O objetivo do encontro foi estreitar relações e apresentar medidas e balanços de políticas voltadas à população indígena. Nos primeiros anos do ATL, a simples presença de um assessor de ministério já era motivo de comemoração pelos organizadores, segundo o ministro dos Povos Indígenas, Eloy Terena. Nas atuais edições da maior mobilização indígena do Brasil, no entanto, o quadro se inverteu: o Estado brasileiro não apenas compareceu em peso ao evento como adotou como postura a busca pela compreensão das demandas e se envolver com a pauta indígena de forma transversal e integrada.
“Eu me lembro do tempo em que a gente ainda organizava o acampamento Terra Livre e que às vezes a gente ficava aqui, inclusive implorando para ter um representante do alto escalão para ouvir as demandas dos povos indígenas. Quando muito, o ministério enviava um assessor para nos ouvir e aquilo para nós era muito importante. Pois não está somente aqui o ministro dos Povos Indígenas. Isso significa muito. Significa que nós, povos indígenas, conseguimos sensibilizar as autoridades do Estado brasileiro para vir e ouvir as nossas demandas e, a partir dessa oitiva qualificada, também pensarmos políticas específicas para os povos indígenas”, afirmou Eloy Terena.

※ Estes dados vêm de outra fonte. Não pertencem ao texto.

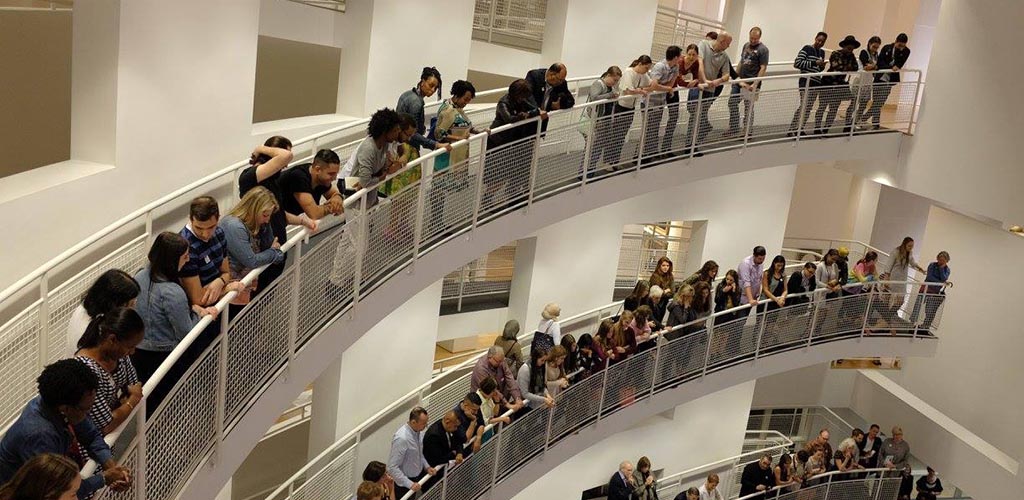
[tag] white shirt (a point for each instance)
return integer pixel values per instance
(551, 328)
(76, 327)
(705, 495)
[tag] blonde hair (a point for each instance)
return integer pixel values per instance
(256, 201)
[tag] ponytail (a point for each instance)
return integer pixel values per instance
(643, 59)
(123, 323)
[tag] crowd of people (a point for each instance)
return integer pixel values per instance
(856, 458)
(505, 383)
(130, 321)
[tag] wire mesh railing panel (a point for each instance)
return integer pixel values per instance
(682, 358)
(506, 173)
(64, 299)
(390, 230)
(842, 316)
(472, 476)
(449, 201)
(521, 440)
(325, 284)
(629, 381)
(576, 407)
(19, 361)
(337, 480)
(448, 397)
(183, 428)
(786, 327)
(733, 339)
(257, 343)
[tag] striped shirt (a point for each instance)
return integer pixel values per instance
(204, 257)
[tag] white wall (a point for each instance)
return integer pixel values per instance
(592, 37)
(814, 385)
(975, 376)
(963, 154)
(393, 358)
(700, 431)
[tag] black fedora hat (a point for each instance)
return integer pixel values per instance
(849, 40)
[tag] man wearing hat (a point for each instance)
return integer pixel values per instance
(838, 90)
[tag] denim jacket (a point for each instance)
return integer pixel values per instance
(165, 310)
(411, 101)
(38, 430)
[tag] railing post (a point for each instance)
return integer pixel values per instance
(498, 452)
(749, 113)
(604, 387)
(803, 111)
(867, 311)
(696, 124)
(657, 356)
(547, 433)
(44, 322)
(711, 337)
(478, 199)
(420, 215)
(644, 111)
(222, 385)
(462, 286)
(856, 103)
(360, 248)
(532, 164)
(140, 444)
(814, 321)
(761, 329)
(589, 149)
(293, 318)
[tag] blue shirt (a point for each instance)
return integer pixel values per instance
(936, 275)
(406, 460)
(38, 431)
(165, 310)
(204, 257)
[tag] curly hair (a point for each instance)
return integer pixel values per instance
(66, 382)
(382, 121)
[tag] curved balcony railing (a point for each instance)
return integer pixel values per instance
(729, 470)
(707, 345)
(378, 241)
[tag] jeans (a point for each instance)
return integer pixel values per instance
(734, 97)
(699, 117)
(808, 95)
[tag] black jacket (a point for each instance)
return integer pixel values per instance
(796, 286)
(889, 56)
(560, 93)
(619, 489)
(438, 449)
(754, 475)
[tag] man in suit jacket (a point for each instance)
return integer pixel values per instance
(442, 443)
(802, 282)
(621, 485)
(549, 90)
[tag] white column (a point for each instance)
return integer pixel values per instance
(390, 360)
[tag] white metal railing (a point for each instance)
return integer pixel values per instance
(674, 27)
(487, 276)
(377, 242)
(728, 469)
(707, 345)
(515, 23)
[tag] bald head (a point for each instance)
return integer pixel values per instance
(723, 41)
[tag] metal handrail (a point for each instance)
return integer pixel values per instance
(358, 224)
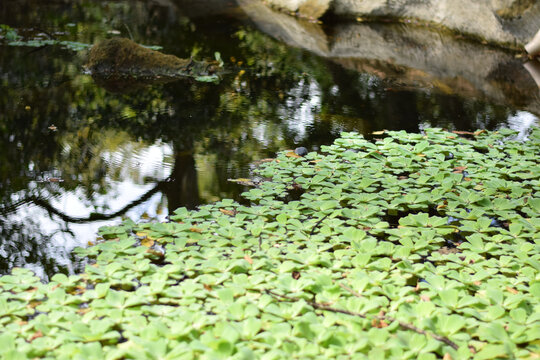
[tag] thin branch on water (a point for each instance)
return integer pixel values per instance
(403, 325)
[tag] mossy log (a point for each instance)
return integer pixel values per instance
(120, 57)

Ele também saudou a nova presidente da Funai, Lúcia Alberta, e a bancada ministerial presente, além de citar a presença de representantes do Ministério Público Federal, da Secretaria de Saúde Indígena e do Ministério da Educação.

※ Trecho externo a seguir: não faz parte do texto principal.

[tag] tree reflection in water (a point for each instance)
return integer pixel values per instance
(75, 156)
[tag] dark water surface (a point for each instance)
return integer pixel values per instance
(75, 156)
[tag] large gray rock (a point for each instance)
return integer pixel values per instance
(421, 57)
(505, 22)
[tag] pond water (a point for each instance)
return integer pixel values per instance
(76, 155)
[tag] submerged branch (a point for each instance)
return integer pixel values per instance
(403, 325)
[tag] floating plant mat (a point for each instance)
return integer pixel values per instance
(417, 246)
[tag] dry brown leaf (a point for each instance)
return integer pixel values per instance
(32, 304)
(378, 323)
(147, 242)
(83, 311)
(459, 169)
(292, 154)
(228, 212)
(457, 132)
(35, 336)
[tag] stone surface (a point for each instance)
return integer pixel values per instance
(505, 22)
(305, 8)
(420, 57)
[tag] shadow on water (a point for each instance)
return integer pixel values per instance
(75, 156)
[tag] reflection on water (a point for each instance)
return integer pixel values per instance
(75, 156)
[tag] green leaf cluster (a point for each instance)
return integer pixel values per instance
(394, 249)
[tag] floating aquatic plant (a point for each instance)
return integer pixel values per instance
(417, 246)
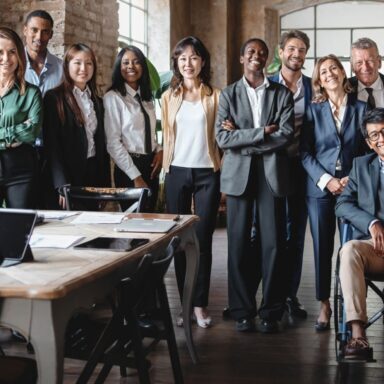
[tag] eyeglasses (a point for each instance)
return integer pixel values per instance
(374, 136)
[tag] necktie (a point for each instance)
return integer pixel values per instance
(371, 100)
(147, 127)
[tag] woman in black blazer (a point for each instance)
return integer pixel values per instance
(73, 127)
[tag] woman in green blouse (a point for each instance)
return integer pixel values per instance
(20, 123)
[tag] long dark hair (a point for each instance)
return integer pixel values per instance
(316, 83)
(118, 82)
(10, 34)
(65, 89)
(200, 50)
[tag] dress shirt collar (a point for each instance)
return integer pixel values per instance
(260, 87)
(342, 106)
(377, 85)
(299, 82)
(48, 62)
(79, 92)
(131, 91)
(381, 163)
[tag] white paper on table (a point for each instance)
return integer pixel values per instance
(56, 215)
(98, 218)
(53, 241)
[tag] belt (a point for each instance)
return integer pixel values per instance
(137, 155)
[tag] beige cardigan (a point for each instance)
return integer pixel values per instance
(170, 104)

A presidente da Funai, Lúcia Alberta, destacou as entregas dos últimos três anos. “Nós tivemos também pela primeira vez na história da política indigenista a realização de um concurso público específico para indígenas atuarem dentro da Funai. Isso é histórico, parentes. Isso é resultado de uma gestão indígena dentro da Funai e dentro do Ministério dos Povos Indígenas. Eu sou fruto desse concurso. Fui aprovada nesse concurso para trabalhar na Funai e junto comigo tem mais de 150 servidores indígenas”, afirmou.
Ela também citou a aprovação de um plano de cargos e carreira para os servidores do órgão e destacou seu compromisso de avançar na demarcação de terras indígenas e na reestruturação da Funai.
A nova secretária nacional de Saúde Indígena, Lucinha Tremembé, assumiu o cargo nesta edição do ATL e se apresentou como a primeira mulher indígena a comandar a pasta. Ela afirmou ter a honra de continuar o legado de seu antecessor, Weibe Tapeba, que esteve presente no acampamento. Lucinha Tremembé relatou sua trajetória de 19 anos na saúde indígena, tendo iniciado como agente indígena de saúde, passando por apoio técnico, formação em serviço social, coordenação geral e secretaria adjunta até assumir a titularidade.
Ela destacou que a Secretaria de Saúde Indígena (Sesai) era totalmente invisibilizada no Ministério da Saúde, mas hoje é reconhecida como uma secretaria da Esplanada, com portas abertas também na Casa Civil.
Segundo Lucinha Tremembé, o secretário Weibe Tapeba conseguiu ampliar o orçamento da saúde indígena, melhorar infraestrutura, saneamento e água potável nos territórios, além de inserir a Sesai no Programa de Aceleração do Crescimento (PAC), algo inédito para a pasta. Em acréscimo, ela frisou que o compromisso é dar continuidade ao legado que o secretário Weibe fez na Secretaria de Saúde e fortalecer cada vez mais a secretaria que possui enorme importância para os indígenas, para os territórios e para quem está dentro das aldeias. Ela encerrou dizendo:
“Houve um tempo que nós precisávamos nos calar. Hoje, nós não só precisamos falar, nós precisamos estar nesses espaços onde eu estou, onde todos nós aqui enquanto indígenas estamos e vocês junto para que a gente vença e para que a gente avance. Diga ao povo que avance!”